Indicated Lecture Hours (which may also include seminars, tutorials, workshops and other contact time) are approximate and may include in-class tests where one or more of these are an assessment on the module. In-class tests are scheduled/organised separately to taught content and will be published on to student personal timetables, where they apply to taken modules, as soon as they are finalised by central administration. This will usually be after the initial publication of the teaching timetable for the relevant semester.

Reading list

https://readinglists.surrey.ac.uk
Upon accessing the reading list, please search for the module using the module code: BMSM039

Other information

This module is designed to allow students to develop knowledge, skills, and capabilities in the that address all five pillars inclusive of sustainability.

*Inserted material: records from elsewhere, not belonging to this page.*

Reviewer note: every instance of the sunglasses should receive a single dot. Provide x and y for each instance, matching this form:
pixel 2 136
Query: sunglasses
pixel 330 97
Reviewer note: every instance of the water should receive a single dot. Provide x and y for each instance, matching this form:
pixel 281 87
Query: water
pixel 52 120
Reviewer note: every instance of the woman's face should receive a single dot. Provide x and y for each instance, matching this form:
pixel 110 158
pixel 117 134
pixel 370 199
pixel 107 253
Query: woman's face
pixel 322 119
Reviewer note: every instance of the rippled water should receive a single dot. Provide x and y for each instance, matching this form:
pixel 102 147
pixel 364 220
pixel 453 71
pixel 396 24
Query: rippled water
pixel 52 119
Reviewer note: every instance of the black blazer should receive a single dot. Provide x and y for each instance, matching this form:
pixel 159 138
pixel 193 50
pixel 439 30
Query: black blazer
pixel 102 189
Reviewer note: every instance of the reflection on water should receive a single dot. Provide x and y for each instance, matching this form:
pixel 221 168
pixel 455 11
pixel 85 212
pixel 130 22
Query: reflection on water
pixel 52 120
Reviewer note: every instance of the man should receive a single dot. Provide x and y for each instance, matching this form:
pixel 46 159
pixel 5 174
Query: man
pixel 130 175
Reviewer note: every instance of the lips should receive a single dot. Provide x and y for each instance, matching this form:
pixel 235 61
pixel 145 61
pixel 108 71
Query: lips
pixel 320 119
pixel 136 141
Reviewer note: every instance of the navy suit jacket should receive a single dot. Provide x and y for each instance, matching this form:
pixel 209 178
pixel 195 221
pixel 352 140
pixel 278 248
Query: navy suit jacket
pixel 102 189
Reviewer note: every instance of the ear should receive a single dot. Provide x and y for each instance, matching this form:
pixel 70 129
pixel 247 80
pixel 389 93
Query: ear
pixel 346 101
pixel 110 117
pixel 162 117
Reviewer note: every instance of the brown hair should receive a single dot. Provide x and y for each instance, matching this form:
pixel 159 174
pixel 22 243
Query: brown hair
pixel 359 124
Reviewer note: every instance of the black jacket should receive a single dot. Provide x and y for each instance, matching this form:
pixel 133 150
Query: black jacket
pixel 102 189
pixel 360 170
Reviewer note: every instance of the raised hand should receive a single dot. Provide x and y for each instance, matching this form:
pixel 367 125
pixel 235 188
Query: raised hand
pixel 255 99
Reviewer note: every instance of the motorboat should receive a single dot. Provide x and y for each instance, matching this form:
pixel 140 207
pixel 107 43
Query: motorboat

  • Digital Capabilities: The dissertation projects will involve the use of learned techniques in data analytics and informatics, and lean heavily on the knowledge gained with regards to the use of such approaches as applicable to health and biomedicine. As such, students are expected to enhance their digital capabilities through practical and theoretical implementation.
  • Resourcefulness and Resilience: The knowledge and experience gained through independent research projects, problem solving, as well as through embedding within research groups in the Faculty, will enhance students' resourcefulness and resilience. Opportunities to present their work, in written form, but also as part of group/lab meetings will further enhance the students' communication skills and self-assurance. Furthermore, there is opportunity for work emanating from dissertation project to be published within scientific journals or conferences; this will further support student development, self-confidence, as well as employability (see below).
  • Employability: Through the carrying out of their research project, and the writing of the dissertation, students will gain valuable real-world experience that will significantly contribute to their employability. Students who successfully produce novel and innovating results will have the opportunity to publish these, as a self-contained publication, or as part of a wider project; such an achievement would add significantly to the students ability to obtain placements for further education, or in gaining employment across a wide range of sectors.
  • Global and Cultural Capabilities: Conducting research in the health and biomedical domains comes with significant and complex ethical considerations; moreover, the application of data sciences and AI, to human-derived data, could be highly susceptible to bias, including ethnic, gender, and cultural. Through the dissertation project, students will be further made aware of these considerations, and asked to reflect on how these may be addressed within the context of their research. We will encourage students to commit to the safe and ethical innovation in data and AI and ensure students are fully compliant with all aspects of the appropriate guidelines and the law.
  • Sustainability: Re-examination of large datasets that have been developed with a major carbon footprint is a key tenet of our approach to science on this course, and in the Faculty. This ethos is embedded in the dissertation. Supervisors will set dissertation projects that look to add to human knowledge from existing datasets. This educational experience is not going to have a major impact on resources as it will be focused on computer-based research, or literature review, with no laboratory work involved.

Please note that the information detailed within this record is accurate at the time of publishing and may be subject to change. This record contains information for the most up to date version of the programme / module for the 2023/4 academic year.